Обед чинный, немного, быть может, чопорный в начале, после тостов понемногу оживлялся: пили сначала за основателей, за почетных гостей, пили и за нас — молодых экспонентов. Когда же кончались так называемые «программные» речи старших товарищей, языки развязывались, являлась отсутствовавшая вначале теплота, задушевность. Более экспансивные переходили на дружеский тон, а там кто-нибудь садился за рояль и иногда хорошо играл (дам не полагалось). Каждый становился сам собой… Хорошие делались еще лучше, те же, что похуже, вовсе «распоясывались».
Последняя часть вечера, так часам к двенадцати, проходила в обмене разного рода более или менее «искренних излияний». Михаил Петрович Клодт (автор картины «Последняя весна»[194]
) танцевал, сняв свой сюртучок, традиционный на этих обедах «финский танец», Беггров рассказывал где-нибудь в углу скабрезные анекдоты, Н. Д. Кузнецов изображал очень искусно «муху в стакане» и еще что-то. А его приятель Бодаревский к концу вечера бывал еще более самодовольным и заслуживал давно установившееся общее мнение о своей особе. Так проходил и заканчивался ежегодный товарищеский обед передвижников.На другой день выставка вступала в свой обычный, деловой круг. Если на ней бывала какая-нибудь сенсационная картина, так называемый «гвоздь», тогда народ на выставку валил валом, узнав об этом из утренних газет или от бывших накануне на открытии. Если такого «гвоздя» не было, то все же публика шла охотно к любимым своим передвижникам, как охотно она читала любимых своих авторов.

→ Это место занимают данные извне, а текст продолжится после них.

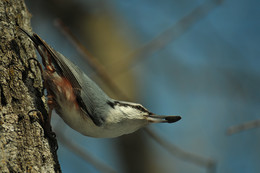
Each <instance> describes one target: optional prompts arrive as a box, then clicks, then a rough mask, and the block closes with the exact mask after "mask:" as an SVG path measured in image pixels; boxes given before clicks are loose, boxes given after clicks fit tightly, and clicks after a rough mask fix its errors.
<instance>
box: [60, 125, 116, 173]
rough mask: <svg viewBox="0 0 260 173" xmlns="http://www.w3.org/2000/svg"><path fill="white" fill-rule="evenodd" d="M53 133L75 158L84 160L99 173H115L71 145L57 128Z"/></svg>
mask: <svg viewBox="0 0 260 173" xmlns="http://www.w3.org/2000/svg"><path fill="white" fill-rule="evenodd" d="M55 133H56V134H57V136H58V139H59V141H60V142H61V143H62V144H63V145H64V146H65V147H67V148H68V149H69V150H71V151H72V152H73V153H75V154H76V155H77V156H79V157H81V158H82V159H83V160H85V161H86V162H87V163H89V164H91V165H92V166H94V167H95V168H96V169H97V170H99V171H100V172H105V173H115V172H116V171H115V170H114V169H113V168H111V167H110V166H108V165H106V164H104V163H101V162H100V161H99V160H98V159H96V158H94V157H93V156H91V154H89V153H87V151H85V150H84V149H83V148H81V147H80V146H79V145H77V144H75V143H73V142H72V141H71V140H70V139H68V138H66V137H65V135H64V133H62V132H61V131H60V130H58V129H57V128H56V129H55Z"/></svg>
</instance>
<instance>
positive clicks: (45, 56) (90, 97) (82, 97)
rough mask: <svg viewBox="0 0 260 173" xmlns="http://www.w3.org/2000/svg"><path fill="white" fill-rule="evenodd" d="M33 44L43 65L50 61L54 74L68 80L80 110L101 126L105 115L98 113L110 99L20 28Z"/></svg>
mask: <svg viewBox="0 0 260 173" xmlns="http://www.w3.org/2000/svg"><path fill="white" fill-rule="evenodd" d="M20 30H21V31H23V32H24V33H25V34H26V35H27V36H28V37H29V38H30V39H31V40H32V41H33V43H34V45H35V47H36V49H37V51H38V52H39V54H40V55H41V56H42V59H43V64H44V65H46V64H48V63H49V60H51V63H52V64H53V65H54V67H55V70H56V72H57V73H58V74H59V75H60V76H63V77H65V78H66V79H68V80H69V81H70V83H71V85H72V87H73V89H74V94H75V95H76V99H77V101H78V104H79V106H80V108H81V110H82V111H83V112H84V113H85V114H86V116H89V117H90V118H91V119H92V120H93V122H94V123H95V124H96V125H97V126H101V125H102V124H103V122H104V120H105V118H106V114H103V113H102V112H105V110H104V111H100V110H102V109H104V108H106V103H107V100H109V99H110V98H109V97H108V96H107V95H106V94H105V93H104V92H103V91H102V90H101V89H100V88H99V87H98V86H97V84H96V83H95V82H94V81H92V80H91V79H90V78H89V77H88V76H87V75H86V74H84V73H83V72H82V71H81V70H80V69H79V68H78V67H77V66H76V65H74V64H73V63H72V62H71V61H70V60H68V59H67V58H65V57H64V56H63V55H62V54H61V53H59V52H56V51H55V50H54V49H52V48H51V47H50V46H49V45H48V44H47V43H45V41H44V40H42V39H41V38H40V37H39V36H38V35H37V34H35V33H34V34H33V35H31V34H29V33H28V32H27V31H25V30H24V29H22V28H20Z"/></svg>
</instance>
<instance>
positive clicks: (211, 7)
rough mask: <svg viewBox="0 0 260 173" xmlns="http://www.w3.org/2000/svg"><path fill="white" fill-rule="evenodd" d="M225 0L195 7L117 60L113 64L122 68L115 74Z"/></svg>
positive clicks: (173, 38) (148, 51) (116, 72)
mask: <svg viewBox="0 0 260 173" xmlns="http://www.w3.org/2000/svg"><path fill="white" fill-rule="evenodd" d="M222 1H224V0H211V1H205V2H204V3H203V4H201V5H200V6H198V7H197V8H195V9H194V10H193V11H191V12H190V13H189V14H188V15H186V16H184V17H183V18H182V19H180V20H179V21H178V22H177V23H176V24H174V25H173V26H172V27H170V28H168V29H167V30H165V31H163V32H162V33H160V34H159V35H158V36H157V37H155V38H154V39H152V40H151V41H150V42H148V43H146V44H144V45H143V46H141V47H139V48H138V49H136V50H134V51H133V52H131V53H130V54H129V55H128V56H127V57H123V58H121V61H117V62H115V63H113V64H112V65H111V67H113V66H117V65H118V64H120V65H118V66H119V67H120V68H117V69H115V70H116V71H114V72H113V73H114V74H120V73H121V72H122V71H125V70H127V69H129V68H130V66H133V65H134V63H135V62H137V60H141V59H144V58H145V57H148V56H149V55H151V54H153V53H154V52H156V51H159V50H161V49H162V48H164V47H165V46H166V45H168V44H169V43H170V42H172V41H174V40H176V39H177V38H178V37H179V36H181V35H182V34H184V33H185V32H186V31H187V30H188V29H189V28H191V27H192V26H193V25H194V24H195V23H196V22H198V21H199V20H200V19H202V18H203V17H205V16H207V15H208V14H209V12H211V11H212V9H214V8H215V7H216V6H218V5H219V4H220V3H222Z"/></svg>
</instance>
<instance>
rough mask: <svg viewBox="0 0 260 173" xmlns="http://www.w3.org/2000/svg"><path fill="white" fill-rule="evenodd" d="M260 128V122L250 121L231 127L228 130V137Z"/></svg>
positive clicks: (256, 121) (227, 130)
mask: <svg viewBox="0 0 260 173" xmlns="http://www.w3.org/2000/svg"><path fill="white" fill-rule="evenodd" d="M257 127H260V120H254V121H248V122H245V123H242V124H239V125H235V126H231V127H229V128H228V129H227V134H228V135H233V134H235V133H239V132H242V131H245V130H249V129H253V128H257Z"/></svg>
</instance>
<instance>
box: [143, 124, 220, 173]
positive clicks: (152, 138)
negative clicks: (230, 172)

Передвижники тоже были любимые авторы. Они тогда щедрой рукой давали пищу уму и сердцу, а не одному глазу и тщеславию людскому.
Эскиз
Девяностые годы. Зима. Петербург. Большая Морская. Открытие Передвижной. Толпы народа, приветствия, поздравления. Шумит Стасов: выставка «тузовая».

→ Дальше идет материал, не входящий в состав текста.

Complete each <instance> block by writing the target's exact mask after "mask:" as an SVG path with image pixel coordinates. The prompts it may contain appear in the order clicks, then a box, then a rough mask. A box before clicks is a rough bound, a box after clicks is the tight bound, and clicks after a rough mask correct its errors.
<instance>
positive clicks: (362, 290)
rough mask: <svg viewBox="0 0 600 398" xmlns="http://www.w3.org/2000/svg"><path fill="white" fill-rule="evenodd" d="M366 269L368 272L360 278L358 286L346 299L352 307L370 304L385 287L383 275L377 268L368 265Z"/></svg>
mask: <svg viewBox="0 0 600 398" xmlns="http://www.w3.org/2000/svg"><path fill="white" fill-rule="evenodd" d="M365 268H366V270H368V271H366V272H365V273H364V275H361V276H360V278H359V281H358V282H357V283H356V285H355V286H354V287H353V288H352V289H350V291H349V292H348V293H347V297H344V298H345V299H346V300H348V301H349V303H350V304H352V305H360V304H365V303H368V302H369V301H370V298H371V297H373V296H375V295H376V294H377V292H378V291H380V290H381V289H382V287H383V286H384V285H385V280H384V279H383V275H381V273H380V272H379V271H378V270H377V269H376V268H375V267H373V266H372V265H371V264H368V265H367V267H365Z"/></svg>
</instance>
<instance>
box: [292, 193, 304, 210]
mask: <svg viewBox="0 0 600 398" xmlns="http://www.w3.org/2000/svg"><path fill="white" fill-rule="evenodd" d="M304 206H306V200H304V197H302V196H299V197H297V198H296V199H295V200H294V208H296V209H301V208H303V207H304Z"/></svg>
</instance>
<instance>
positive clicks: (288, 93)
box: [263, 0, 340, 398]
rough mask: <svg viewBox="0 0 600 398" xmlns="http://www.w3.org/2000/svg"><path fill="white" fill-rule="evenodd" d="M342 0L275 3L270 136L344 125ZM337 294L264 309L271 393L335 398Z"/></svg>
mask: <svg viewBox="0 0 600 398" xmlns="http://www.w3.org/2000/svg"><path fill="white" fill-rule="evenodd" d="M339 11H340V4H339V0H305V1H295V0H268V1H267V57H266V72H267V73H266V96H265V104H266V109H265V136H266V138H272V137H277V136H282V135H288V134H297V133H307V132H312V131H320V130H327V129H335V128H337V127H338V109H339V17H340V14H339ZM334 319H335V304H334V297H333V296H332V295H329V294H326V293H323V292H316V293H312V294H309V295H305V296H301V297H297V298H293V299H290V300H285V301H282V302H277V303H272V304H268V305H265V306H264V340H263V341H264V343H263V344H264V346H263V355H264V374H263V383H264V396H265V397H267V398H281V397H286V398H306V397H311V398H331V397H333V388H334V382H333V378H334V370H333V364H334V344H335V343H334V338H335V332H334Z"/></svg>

«Каков Репин! Не правда ли, как хорош Поленов? Недурны и молодые…».
Однако вслушиваетесь и чувствуете что-то неуловимое: торжество, но не полное. Что случилось? Ах, опять этот Дягилев!
«Вот посмотрите, эти двое — это из его шайки. Слушайте, слушайте, что они говорят…».

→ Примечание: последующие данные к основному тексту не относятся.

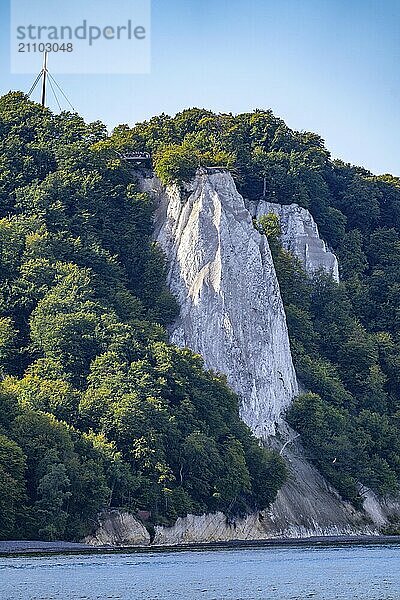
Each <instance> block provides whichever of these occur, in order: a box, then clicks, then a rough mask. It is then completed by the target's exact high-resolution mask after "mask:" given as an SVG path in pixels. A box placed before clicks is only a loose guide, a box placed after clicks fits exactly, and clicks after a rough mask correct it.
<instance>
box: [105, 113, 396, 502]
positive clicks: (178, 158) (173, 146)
mask: <svg viewBox="0 0 400 600" xmlns="http://www.w3.org/2000/svg"><path fill="white" fill-rule="evenodd" d="M104 144H105V146H107V147H114V148H121V149H122V148H132V149H136V150H148V151H151V152H152V153H153V155H154V156H155V170H156V172H157V174H158V175H159V176H160V178H161V179H162V180H163V181H164V182H165V183H168V182H170V181H177V182H181V181H184V180H187V179H189V178H190V177H191V176H192V175H193V173H194V171H195V169H196V167H197V166H198V165H204V166H207V165H213V166H216V165H221V166H227V167H229V169H230V170H231V172H232V173H233V175H234V178H235V180H236V182H237V184H238V187H239V190H240V191H241V193H242V194H243V195H244V197H245V198H250V199H253V200H257V199H258V198H260V197H261V196H262V194H263V193H264V189H265V190H266V199H267V200H268V201H270V202H278V203H281V204H290V203H292V202H296V203H298V204H299V205H301V206H303V207H305V208H308V209H309V210H310V212H311V213H312V215H313V217H314V218H315V220H316V221H317V223H318V226H319V230H320V234H321V236H322V237H323V238H324V239H325V240H326V241H327V242H328V244H329V245H330V247H331V248H332V249H333V251H334V252H335V253H336V254H337V255H338V258H339V267H340V275H341V283H340V284H339V285H337V284H336V283H335V282H334V281H332V280H331V279H330V278H329V277H327V276H324V275H323V274H319V275H317V276H316V277H314V278H310V277H308V276H307V275H306V274H305V273H304V271H303V270H302V268H301V265H300V264H299V262H298V261H297V260H295V259H294V258H293V257H292V256H291V255H290V254H288V253H287V252H285V251H282V249H281V248H280V246H279V223H276V222H274V220H273V219H272V220H271V217H270V218H268V219H267V220H266V221H265V222H264V223H263V224H258V225H257V226H258V227H259V228H261V229H262V230H264V227H265V233H267V235H268V237H269V239H270V242H271V246H272V249H273V254H274V260H275V266H276V270H277V273H278V278H279V281H280V287H281V291H282V295H283V300H284V304H285V310H286V314H287V319H288V326H289V334H290V338H291V345H292V352H293V357H294V361H295V366H296V369H297V373H298V376H299V378H300V380H301V382H302V383H303V385H304V387H305V388H306V389H308V390H310V391H311V392H312V393H309V394H306V395H303V396H301V397H300V398H299V399H298V400H296V402H295V403H294V405H293V408H292V409H291V410H290V412H289V414H288V419H289V421H290V423H291V424H292V425H293V426H294V427H295V428H296V429H297V430H298V431H299V432H300V433H301V434H302V439H303V443H304V445H305V446H306V448H307V449H308V450H309V454H310V458H311V459H312V460H313V461H314V462H315V463H316V464H317V466H318V467H319V469H320V470H321V471H322V472H323V473H324V474H325V475H326V476H327V477H328V479H329V480H330V481H331V482H332V483H333V484H334V485H335V486H337V488H338V489H339V490H340V492H341V494H342V495H343V497H344V498H347V499H350V500H352V501H353V502H354V503H355V504H356V505H358V506H360V503H361V496H360V493H361V494H362V492H363V488H362V485H364V486H368V487H370V488H372V489H373V490H374V491H376V492H377V493H378V494H380V495H390V494H394V493H397V492H398V490H399V480H400V399H399V394H400V340H399V325H400V180H399V179H398V178H395V177H392V176H391V175H383V176H374V175H373V174H372V173H370V172H368V171H367V170H365V169H362V168H360V167H354V166H351V165H349V164H344V163H343V162H340V161H338V160H332V159H331V157H330V154H329V152H328V150H327V149H326V148H325V145H324V142H323V140H322V139H321V138H320V137H319V136H318V135H316V134H313V133H307V132H296V131H292V130H290V129H289V128H288V127H287V126H286V125H285V123H284V122H283V121H282V120H281V119H279V118H277V117H275V116H274V115H273V114H272V112H271V111H255V112H253V113H246V114H240V115H237V116H233V115H231V114H219V115H216V114H213V113H212V112H210V111H206V110H201V109H191V110H186V111H183V112H182V113H179V114H177V115H176V116H175V117H173V118H172V117H169V116H167V115H161V116H158V117H154V118H153V119H151V120H150V121H148V122H145V123H141V124H138V125H137V126H136V127H134V128H133V129H129V128H128V127H126V126H121V127H119V128H117V129H116V130H115V131H114V134H113V136H111V138H110V139H109V140H107V141H106V142H105V143H104ZM359 484H361V487H360V485H359Z"/></svg>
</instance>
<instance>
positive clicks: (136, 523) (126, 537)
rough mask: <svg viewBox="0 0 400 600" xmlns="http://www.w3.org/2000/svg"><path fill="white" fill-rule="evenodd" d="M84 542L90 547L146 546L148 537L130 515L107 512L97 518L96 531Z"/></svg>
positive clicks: (133, 516) (113, 511)
mask: <svg viewBox="0 0 400 600" xmlns="http://www.w3.org/2000/svg"><path fill="white" fill-rule="evenodd" d="M84 542H85V543H86V544H90V545H91V546H104V545H107V546H147V545H148V544H150V535H149V533H148V531H147V530H146V528H145V527H144V526H143V525H142V524H141V523H140V522H139V521H137V520H136V519H135V517H134V516H133V515H131V514H130V513H128V512H121V511H119V510H108V511H104V512H103V513H101V514H100V515H99V516H98V526H97V529H96V531H95V532H94V533H93V535H89V536H88V537H86V538H85V540H84Z"/></svg>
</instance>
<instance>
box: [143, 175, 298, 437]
mask: <svg viewBox="0 0 400 600" xmlns="http://www.w3.org/2000/svg"><path fill="white" fill-rule="evenodd" d="M147 186H148V189H152V191H153V193H154V192H155V193H156V196H157V200H158V211H157V213H156V239H157V241H158V242H159V244H160V245H161V247H162V248H163V250H164V252H165V253H166V255H167V258H168V261H169V264H170V270H169V275H168V284H169V287H170V289H171V291H172V292H173V293H174V294H175V295H176V297H177V299H178V302H179V305H180V309H181V310H180V315H179V317H178V319H177V321H176V322H175V324H174V325H173V327H172V329H171V331H170V340H171V342H172V343H174V344H176V345H178V346H181V347H189V348H191V349H192V350H194V351H195V352H198V353H199V354H201V355H202V356H203V357H204V361H205V365H206V367H207V368H210V369H214V370H216V371H219V372H222V373H224V374H225V375H226V376H227V379H228V383H229V384H230V386H231V387H232V389H233V390H234V391H235V392H236V393H237V394H238V395H239V396H240V398H241V399H242V404H241V417H242V419H243V420H244V421H245V422H246V423H247V424H248V425H249V426H250V427H251V429H252V430H253V432H254V433H255V434H256V435H257V436H258V437H264V438H265V437H266V436H268V435H271V434H274V432H275V426H276V423H279V422H280V421H281V415H282V412H283V410H284V409H285V408H286V407H287V406H288V405H289V403H290V401H291V400H292V398H293V397H294V396H295V395H296V394H297V391H298V389H297V381H296V375H295V371H294V368H293V363H292V357H291V353H290V346H289V339H288V333H287V327H286V318H285V313H284V309H283V305H282V300H281V296H280V291H279V286H278V282H277V278H276V274H275V270H274V265H273V262H272V258H271V253H270V249H269V246H268V242H267V239H266V237H265V236H262V235H260V234H259V233H258V232H257V231H256V230H255V228H254V227H253V224H252V217H251V215H250V213H249V211H248V210H247V209H246V207H245V205H244V201H243V198H242V197H241V196H240V194H239V193H238V192H237V190H236V186H235V183H234V181H233V179H232V177H231V175H230V174H229V173H227V172H214V173H211V174H210V173H209V172H206V171H205V170H204V171H199V172H198V174H197V176H196V178H195V179H194V181H193V182H192V184H190V187H189V188H188V189H187V191H186V194H182V193H181V192H180V190H179V188H178V187H176V186H172V187H169V188H168V189H167V190H166V191H165V190H163V189H162V187H161V186H160V184H159V183H158V182H157V180H155V179H153V180H152V182H151V183H149V182H147ZM185 196H186V197H185Z"/></svg>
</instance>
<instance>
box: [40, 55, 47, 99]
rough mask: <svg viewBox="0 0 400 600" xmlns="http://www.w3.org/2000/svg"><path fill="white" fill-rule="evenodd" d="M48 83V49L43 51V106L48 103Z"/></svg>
mask: <svg viewBox="0 0 400 600" xmlns="http://www.w3.org/2000/svg"><path fill="white" fill-rule="evenodd" d="M46 83H47V51H45V52H44V53H43V67H42V102H41V104H42V106H45V105H46Z"/></svg>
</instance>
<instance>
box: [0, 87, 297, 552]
mask: <svg viewBox="0 0 400 600" xmlns="http://www.w3.org/2000/svg"><path fill="white" fill-rule="evenodd" d="M198 126H199V127H200V129H201V131H199V132H196V131H195V129H196V128H197V127H198ZM218 127H219V126H218V124H217V123H216V121H215V119H214V117H213V115H212V113H209V112H208V111H198V110H196V109H194V110H193V111H185V112H184V113H182V114H181V115H180V117H179V118H177V119H176V121H173V120H172V119H171V118H170V117H167V116H166V115H161V116H160V117H156V118H154V119H151V120H150V122H149V123H146V124H141V125H138V126H137V128H136V129H135V130H130V129H129V128H128V127H127V126H120V127H118V128H117V129H116V130H115V131H114V134H113V136H112V137H111V138H107V137H106V132H105V128H104V126H103V125H102V124H100V123H92V124H86V123H84V121H83V120H82V119H81V118H80V117H79V116H78V115H72V114H69V113H62V114H61V115H58V116H55V115H53V114H51V113H50V112H49V111H48V110H47V109H43V108H42V107H39V106H38V105H36V104H34V103H32V102H30V101H28V100H27V99H26V98H25V96H23V95H22V94H8V95H6V96H4V97H3V98H1V99H0V157H1V158H0V376H1V383H0V537H4V538H7V537H11V536H15V537H22V538H23V537H26V538H42V539H48V540H53V539H58V538H64V539H81V538H82V537H83V536H84V535H85V534H87V533H88V532H89V530H90V528H91V526H92V524H93V523H94V522H95V517H96V514H97V513H98V512H99V510H101V509H103V508H107V507H123V508H125V509H128V510H131V511H133V512H135V511H137V510H139V509H144V510H149V511H150V512H151V519H152V521H151V522H152V523H153V524H154V523H168V522H172V521H173V520H175V519H176V518H177V517H178V516H185V515H186V514H187V513H188V512H204V511H210V510H223V511H225V512H226V513H227V514H229V515H232V514H237V513H241V514H245V513H246V512H248V511H251V510H256V509H263V508H265V507H266V506H268V505H269V504H270V503H271V502H272V501H273V500H274V498H275V496H276V492H277V490H278V489H279V487H280V486H281V485H282V483H283V481H284V479H285V475H286V472H285V467H284V464H283V462H282V460H281V459H280V458H279V456H277V455H276V454H275V453H272V452H268V451H266V450H264V449H263V448H261V447H260V446H259V445H258V442H257V441H256V440H255V439H254V438H253V437H252V435H251V433H250V431H249V429H248V428H247V427H246V426H245V425H244V424H243V423H242V422H241V421H240V419H239V410H238V399H237V397H236V396H235V395H234V394H233V393H232V392H231V391H230V390H229V389H228V387H227V385H226V382H225V381H224V380H223V379H221V378H220V377H217V376H216V375H215V374H212V373H209V372H206V371H205V370H204V366H203V362H202V360H201V358H200V357H198V356H195V355H194V354H193V353H191V352H190V351H188V350H179V349H177V348H174V347H171V346H170V345H168V343H167V341H166V340H167V333H166V330H165V327H166V326H167V325H168V324H169V323H170V322H171V321H172V320H173V319H174V318H175V316H176V314H177V303H176V300H175V298H174V297H173V296H172V295H171V294H170V292H169V290H168V288H167V286H166V264H165V258H164V255H163V254H162V252H161V250H160V248H158V247H157V246H156V245H155V244H154V243H153V242H152V239H151V236H152V230H153V222H152V216H153V209H154V207H153V205H152V202H151V201H150V199H149V197H148V196H147V195H146V194H142V193H140V192H139V191H138V189H137V186H136V184H135V183H134V181H135V177H134V176H133V174H132V172H131V170H130V169H129V167H127V165H126V164H124V163H123V161H121V160H120V158H119V155H118V152H122V151H125V150H129V149H131V150H150V151H151V152H152V153H153V156H154V157H155V164H156V170H157V173H158V174H159V176H160V177H161V178H162V179H163V181H164V182H166V183H169V182H175V181H178V182H180V181H183V180H188V179H190V178H191V177H192V175H193V173H194V171H195V169H196V168H197V166H198V165H199V164H202V165H205V166H207V165H210V164H212V165H218V164H223V165H225V166H226V165H228V164H229V161H231V160H232V154H231V152H230V151H228V150H224V149H223V148H222V147H221V145H220V144H219V143H218V142H217V135H218ZM186 135H187V136H189V137H188V139H187V140H186V141H185V142H184V143H183V139H182V136H186ZM210 135H213V136H214V137H215V140H214V141H215V143H214V144H213V146H212V147H211V146H210V145H209V144H208V139H209V136H210ZM144 137H145V138H146V141H144Z"/></svg>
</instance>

Вот группа академистов; они категоричны, рубят с плеча: в восторге от Серова, восхищаются Левитаном. Новые слова, термины. Вспоминают выставку в школе Штиглица, всех этих шведов, норвежцев, финляндцев, сецессионистов, любят их, помнят поименно[195]
. Как они ярки, как много в них света! Вот настоящая живопись! Там есть «настроение». Ясно, что надо делать… Мы с ними. А если с ними, то, значит, — против М., против К., против всех этих черных, тяжелых, тенденциозных полотен.Так говорила тогда зеленая академическая молодежь. Так говорили и мыслили уже многие.
Имя Дягилева повторялось чаще и чаще. Дягилев и его друзья, главным образом Александр Бенуа, поставили себе целью так или иначе завербовать все, что было тогда молодого, свежего, и тем самым ослабить приток новых сил куда бы то ни было. К даровитым, смелым новаторам потянулись все те, кто смутно искал выхода из тупика, в который зашли тогда передвижники, сыгравшие в 80-х и 90-х годах такую незабываемую роль в русском искусстве. А Дягилев зорким глазом вглядывался в людей и без промаха брал то, что ему было нужно. С Передвижной первыми попали в поле его зрения четверо: Серов, Константин Коровин, Левитан и пишущий эти строки, и мы четверо вошли в основную группу будущего «Мира искусства»[196]
.В тот год я выставил картину, которая многим нравилась. В день открытия я, как и все участники, был на выставке и там узнал, что меня ищет А. Н. Бенуа, обративший перед тем на себя внимание таинственным замком, приобретенным П. М. Третьяковым[197]
.Мы познакомились, разговорились. Я услышал от него похвалы моей картине, от которых он не отказался и позднее. Похвалы эти были тем более приятны мне, что во многом они совпадали с тем, что я сам от себя требовал. Он подошел к моему странному старичку[198]
умно, все до конца понял, не придав картине предвзятой окраски. Ведь и было в ней все так просто, и искать несуществующего был бы напрасный труд.Тогда же я познакомился с С. П. Дягилевым и стал бывать у него, стал вглядываться в новых для меня людей, таких молодых, энергичных, непохожих на передвижников. Многое мне в них нравилось, но и многое было мне чуждо, неясно, и это заставляло меня быть сдержанным, не порывать связи со старым, хотя и не во всем любезным, но таким знакомым, понятным.